U.N. Secretary-General Ban Ki-moon said there can be no certainty of chemical weapons use in Syria without an on-the-ground investigation. Ban said he was opposed to the U.S. decision to arm the rebels, adding that increasing the flow of weapons to either side "would not be helpful."

At the United Nations, U.S. Ambassador Susan Rice told reporters that Washington is "very confident" in its assessment on Syria's use of chemical weapons.

"We've taken two months to reach this through a very careful and deliberative process," Rice said.

Obama's decision to arm the rebels is bound to heighten tensions with Russia, a staunch ally of Assad, and Moscow disputed the allegations about chemical weapons use by the Syrian regime.

Russian Foreign Minister Sergey Lavrov told U.S. Secretary of State John Kerry in a phone conversation Friday that the "accusations put forth by the United States to Damascus about the use of chemical weapons are not supported by trustworthy facts," a Russian Foreign Ministry statement said.

Lavrov told Kerry that stepping up U.S. involvement would be "fraught with escalation in the region," the statement added.

Earlier, President Vladimir Putin's foreign affairs adviser, Yuri Ushakov, said the information provided by U.S. officials to Russia "didn't look convincing."

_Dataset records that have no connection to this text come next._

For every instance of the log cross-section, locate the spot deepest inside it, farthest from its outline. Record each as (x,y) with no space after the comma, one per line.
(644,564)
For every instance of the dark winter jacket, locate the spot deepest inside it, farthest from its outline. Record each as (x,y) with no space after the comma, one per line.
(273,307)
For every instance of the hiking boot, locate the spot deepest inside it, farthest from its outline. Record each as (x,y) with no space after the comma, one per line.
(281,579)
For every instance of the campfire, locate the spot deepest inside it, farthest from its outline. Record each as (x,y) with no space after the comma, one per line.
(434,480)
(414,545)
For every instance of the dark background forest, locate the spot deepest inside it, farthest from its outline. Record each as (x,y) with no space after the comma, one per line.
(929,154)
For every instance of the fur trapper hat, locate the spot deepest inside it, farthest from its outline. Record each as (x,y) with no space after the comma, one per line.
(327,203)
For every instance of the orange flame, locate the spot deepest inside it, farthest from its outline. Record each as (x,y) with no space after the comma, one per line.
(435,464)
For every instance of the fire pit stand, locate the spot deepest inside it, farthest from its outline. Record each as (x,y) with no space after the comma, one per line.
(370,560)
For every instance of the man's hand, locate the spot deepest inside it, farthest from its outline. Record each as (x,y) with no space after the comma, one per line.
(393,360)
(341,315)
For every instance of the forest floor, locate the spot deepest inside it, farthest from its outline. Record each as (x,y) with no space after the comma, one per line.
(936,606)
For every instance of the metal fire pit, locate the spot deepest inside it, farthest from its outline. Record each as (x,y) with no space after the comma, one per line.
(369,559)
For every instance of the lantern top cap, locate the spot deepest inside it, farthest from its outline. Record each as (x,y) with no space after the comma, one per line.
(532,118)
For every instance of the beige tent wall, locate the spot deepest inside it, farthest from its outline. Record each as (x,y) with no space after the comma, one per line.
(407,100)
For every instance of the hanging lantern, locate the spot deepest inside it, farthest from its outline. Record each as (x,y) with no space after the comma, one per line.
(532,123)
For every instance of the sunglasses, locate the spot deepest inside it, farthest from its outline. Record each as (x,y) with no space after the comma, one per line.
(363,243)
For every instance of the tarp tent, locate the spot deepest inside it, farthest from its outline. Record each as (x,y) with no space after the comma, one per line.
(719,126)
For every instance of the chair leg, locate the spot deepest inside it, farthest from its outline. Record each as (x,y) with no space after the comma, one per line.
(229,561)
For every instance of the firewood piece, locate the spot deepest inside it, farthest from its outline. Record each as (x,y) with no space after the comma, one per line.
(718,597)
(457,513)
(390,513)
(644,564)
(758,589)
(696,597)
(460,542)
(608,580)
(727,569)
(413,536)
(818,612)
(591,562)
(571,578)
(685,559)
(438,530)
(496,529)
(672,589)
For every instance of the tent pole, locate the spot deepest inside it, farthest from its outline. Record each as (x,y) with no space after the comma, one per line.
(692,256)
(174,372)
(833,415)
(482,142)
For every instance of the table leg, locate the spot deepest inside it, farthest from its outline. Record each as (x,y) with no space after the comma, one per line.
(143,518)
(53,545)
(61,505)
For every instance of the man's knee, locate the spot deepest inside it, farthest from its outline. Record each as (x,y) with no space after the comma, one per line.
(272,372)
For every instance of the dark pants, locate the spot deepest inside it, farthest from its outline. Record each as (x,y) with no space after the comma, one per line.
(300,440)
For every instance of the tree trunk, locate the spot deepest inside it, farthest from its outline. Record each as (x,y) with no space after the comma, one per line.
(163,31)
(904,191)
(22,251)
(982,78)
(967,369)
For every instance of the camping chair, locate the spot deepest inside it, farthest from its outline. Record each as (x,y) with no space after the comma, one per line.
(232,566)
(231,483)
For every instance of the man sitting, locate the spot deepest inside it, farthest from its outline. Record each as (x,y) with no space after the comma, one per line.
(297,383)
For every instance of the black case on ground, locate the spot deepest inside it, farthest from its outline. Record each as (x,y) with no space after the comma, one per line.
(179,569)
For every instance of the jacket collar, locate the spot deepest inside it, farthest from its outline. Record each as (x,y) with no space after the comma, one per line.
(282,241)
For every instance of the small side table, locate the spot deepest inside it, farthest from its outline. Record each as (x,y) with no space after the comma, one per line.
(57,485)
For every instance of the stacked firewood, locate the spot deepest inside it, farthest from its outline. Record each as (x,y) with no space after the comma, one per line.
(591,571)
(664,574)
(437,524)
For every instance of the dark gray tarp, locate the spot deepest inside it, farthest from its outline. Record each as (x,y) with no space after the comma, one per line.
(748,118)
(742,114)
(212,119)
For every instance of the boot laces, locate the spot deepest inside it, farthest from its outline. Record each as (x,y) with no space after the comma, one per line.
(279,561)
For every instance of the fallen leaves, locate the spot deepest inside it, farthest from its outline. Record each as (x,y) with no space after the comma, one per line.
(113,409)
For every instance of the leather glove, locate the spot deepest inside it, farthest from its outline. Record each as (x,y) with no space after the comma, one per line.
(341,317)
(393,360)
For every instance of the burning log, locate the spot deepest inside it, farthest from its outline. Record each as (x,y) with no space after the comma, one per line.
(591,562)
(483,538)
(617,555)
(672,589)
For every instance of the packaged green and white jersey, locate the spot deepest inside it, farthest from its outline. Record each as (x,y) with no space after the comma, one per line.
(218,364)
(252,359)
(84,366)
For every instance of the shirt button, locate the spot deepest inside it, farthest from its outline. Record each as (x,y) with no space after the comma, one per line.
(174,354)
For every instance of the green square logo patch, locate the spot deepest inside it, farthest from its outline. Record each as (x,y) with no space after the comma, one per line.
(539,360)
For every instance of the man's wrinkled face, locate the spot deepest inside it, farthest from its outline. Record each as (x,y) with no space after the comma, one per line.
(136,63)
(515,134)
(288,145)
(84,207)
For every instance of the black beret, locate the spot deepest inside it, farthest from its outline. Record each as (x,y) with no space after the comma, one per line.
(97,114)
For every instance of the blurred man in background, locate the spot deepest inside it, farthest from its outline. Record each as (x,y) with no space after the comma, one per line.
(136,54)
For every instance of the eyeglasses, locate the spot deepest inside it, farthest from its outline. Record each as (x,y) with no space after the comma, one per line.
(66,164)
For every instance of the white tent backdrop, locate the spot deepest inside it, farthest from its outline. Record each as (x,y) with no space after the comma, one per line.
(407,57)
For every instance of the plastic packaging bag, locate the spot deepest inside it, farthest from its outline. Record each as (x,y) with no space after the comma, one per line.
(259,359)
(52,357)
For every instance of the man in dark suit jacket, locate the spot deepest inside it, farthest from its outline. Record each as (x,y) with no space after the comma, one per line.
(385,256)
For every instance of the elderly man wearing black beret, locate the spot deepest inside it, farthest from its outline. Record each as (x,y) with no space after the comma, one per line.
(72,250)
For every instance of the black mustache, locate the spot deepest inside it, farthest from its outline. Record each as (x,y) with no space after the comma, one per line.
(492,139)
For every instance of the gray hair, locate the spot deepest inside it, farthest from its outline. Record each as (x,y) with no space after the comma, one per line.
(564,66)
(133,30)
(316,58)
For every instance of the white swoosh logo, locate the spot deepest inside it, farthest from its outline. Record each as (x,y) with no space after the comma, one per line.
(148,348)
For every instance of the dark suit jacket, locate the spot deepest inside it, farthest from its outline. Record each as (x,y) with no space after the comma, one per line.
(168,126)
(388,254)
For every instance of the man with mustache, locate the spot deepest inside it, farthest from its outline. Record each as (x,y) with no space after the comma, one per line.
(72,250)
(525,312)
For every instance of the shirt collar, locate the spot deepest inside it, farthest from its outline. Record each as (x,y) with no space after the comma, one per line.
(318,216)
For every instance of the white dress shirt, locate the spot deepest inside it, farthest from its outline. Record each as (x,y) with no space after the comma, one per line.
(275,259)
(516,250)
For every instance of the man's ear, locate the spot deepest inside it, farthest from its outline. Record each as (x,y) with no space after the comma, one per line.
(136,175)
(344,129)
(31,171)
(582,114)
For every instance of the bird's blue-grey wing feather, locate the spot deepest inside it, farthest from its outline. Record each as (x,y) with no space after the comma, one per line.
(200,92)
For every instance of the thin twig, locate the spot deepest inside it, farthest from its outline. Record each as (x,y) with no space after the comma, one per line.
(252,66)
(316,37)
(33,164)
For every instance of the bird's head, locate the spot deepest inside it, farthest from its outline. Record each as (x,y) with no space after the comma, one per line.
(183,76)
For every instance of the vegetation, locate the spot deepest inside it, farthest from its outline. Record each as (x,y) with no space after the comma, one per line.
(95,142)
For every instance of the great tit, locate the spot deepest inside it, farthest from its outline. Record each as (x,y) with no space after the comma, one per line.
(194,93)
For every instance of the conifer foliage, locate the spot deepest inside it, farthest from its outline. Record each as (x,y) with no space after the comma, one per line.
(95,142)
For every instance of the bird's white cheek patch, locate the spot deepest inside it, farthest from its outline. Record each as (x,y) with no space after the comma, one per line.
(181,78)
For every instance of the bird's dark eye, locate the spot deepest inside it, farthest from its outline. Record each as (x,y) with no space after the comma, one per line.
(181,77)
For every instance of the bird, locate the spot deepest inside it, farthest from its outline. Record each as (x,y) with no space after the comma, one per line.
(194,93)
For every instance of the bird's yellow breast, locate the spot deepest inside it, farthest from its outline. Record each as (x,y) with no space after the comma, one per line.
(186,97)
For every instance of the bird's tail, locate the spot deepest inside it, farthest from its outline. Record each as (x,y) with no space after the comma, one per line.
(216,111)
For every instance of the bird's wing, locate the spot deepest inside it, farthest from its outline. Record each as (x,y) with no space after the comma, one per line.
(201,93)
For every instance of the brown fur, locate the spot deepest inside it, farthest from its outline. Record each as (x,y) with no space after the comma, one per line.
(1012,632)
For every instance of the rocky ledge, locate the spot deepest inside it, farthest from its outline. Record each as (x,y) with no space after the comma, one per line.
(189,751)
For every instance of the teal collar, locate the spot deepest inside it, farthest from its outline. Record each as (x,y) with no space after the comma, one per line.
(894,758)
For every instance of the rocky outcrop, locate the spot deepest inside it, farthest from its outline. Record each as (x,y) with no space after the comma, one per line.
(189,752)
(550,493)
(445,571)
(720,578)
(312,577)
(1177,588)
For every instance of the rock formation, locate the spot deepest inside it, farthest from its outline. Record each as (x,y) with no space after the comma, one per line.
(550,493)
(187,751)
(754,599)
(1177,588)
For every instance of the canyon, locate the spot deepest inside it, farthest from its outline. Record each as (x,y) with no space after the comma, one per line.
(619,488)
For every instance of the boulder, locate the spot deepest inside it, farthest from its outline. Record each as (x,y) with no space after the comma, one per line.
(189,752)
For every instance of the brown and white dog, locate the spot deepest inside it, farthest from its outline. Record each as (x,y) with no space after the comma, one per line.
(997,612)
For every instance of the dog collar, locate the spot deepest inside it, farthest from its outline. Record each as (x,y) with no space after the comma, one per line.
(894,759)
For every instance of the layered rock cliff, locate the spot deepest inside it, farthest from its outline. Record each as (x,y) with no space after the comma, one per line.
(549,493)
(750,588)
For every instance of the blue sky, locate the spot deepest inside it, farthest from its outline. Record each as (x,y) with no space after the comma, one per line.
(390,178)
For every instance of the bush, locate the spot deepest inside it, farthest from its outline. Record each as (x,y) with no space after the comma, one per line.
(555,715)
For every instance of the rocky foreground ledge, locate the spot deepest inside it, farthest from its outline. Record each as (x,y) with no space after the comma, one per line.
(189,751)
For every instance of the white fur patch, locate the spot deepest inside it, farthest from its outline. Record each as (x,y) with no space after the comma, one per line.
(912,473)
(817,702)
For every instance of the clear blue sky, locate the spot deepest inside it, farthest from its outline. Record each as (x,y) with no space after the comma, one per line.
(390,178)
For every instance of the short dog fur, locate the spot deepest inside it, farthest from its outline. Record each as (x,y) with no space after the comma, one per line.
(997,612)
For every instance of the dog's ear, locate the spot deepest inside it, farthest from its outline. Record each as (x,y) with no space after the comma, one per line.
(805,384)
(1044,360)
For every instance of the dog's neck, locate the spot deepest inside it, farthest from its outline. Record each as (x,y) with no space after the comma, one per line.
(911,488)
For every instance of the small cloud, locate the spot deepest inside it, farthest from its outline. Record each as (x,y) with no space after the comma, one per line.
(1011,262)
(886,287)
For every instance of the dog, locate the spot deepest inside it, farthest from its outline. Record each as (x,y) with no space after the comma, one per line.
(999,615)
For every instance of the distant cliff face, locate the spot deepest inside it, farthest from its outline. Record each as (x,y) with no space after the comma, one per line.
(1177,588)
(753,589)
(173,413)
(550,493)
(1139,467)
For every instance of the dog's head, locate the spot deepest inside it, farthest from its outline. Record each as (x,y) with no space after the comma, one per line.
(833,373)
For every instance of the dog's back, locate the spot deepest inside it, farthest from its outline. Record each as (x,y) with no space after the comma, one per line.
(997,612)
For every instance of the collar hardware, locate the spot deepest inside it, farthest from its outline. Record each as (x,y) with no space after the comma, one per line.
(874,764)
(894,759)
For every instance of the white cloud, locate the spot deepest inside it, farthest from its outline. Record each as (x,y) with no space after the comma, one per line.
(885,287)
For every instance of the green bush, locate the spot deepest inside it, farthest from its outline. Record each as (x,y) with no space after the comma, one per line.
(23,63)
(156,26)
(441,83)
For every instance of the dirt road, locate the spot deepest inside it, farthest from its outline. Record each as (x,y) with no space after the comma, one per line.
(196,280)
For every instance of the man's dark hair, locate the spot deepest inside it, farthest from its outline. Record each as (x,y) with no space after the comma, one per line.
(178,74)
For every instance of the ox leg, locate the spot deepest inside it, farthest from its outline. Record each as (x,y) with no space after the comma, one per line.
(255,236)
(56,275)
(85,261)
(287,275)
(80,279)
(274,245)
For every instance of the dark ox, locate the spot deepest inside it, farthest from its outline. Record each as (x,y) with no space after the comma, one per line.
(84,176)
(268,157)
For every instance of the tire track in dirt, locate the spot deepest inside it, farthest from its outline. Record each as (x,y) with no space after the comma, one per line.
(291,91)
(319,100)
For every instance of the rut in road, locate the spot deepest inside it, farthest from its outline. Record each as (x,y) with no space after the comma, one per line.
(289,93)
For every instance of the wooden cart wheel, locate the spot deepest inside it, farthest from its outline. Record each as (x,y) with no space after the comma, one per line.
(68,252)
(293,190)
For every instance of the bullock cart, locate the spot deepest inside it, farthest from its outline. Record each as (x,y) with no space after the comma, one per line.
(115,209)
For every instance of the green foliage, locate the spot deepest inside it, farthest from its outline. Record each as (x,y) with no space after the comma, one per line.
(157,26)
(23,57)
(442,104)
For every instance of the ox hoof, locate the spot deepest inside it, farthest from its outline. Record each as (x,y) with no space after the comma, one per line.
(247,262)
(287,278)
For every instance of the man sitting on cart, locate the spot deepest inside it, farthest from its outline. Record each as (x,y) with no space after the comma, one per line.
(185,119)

Ushakov said there was no talk yet about whether Russia could retaliate to the U.S. move to supply weapons to the Syrian rebels by delivering the S-300 air defense missile systems to the regime.

Alexey Pushkov, chairman of Russia's parliamentary foreign affairs committee, wrote on his Twitter account Friday that "the data on Assad's use of chemical weapons were faked in the same place as the lie about (Saddam) Hussein's weapons of mass destruction," referring to the deposed Iraqi dictator.

"Obama is going down the route of G. Bush," he added, a reference to former President George W. Bush's assertion — never proven, but used to justify the invasion of Iraq — that Saddam Hussein possessed weapons of mass destruction.

Koray Caliskan, associate professor of political science at Bogazici University, said the U.S. decision to arm the rebels while Russia continues to militarize Syria "from top to bottom" will have dire consequences for Syria.

"Unfortunately this way would only destroy Syria until no one lives there," he said in Istanbul.

Turkey's state-run news agency said 73 Syrian military officers — including seven generals and 20 colonels — crossed the border into Turkey with their families "seeking refuge."

The Anadolu Agency said they arrived in the town of Reyhanli and were taken to a refugee camp that houses military officers who have defected from the Syrian army. Turkish Foreign Ministry officials and the local administrator in Reyhanli could not immediately confirm the report.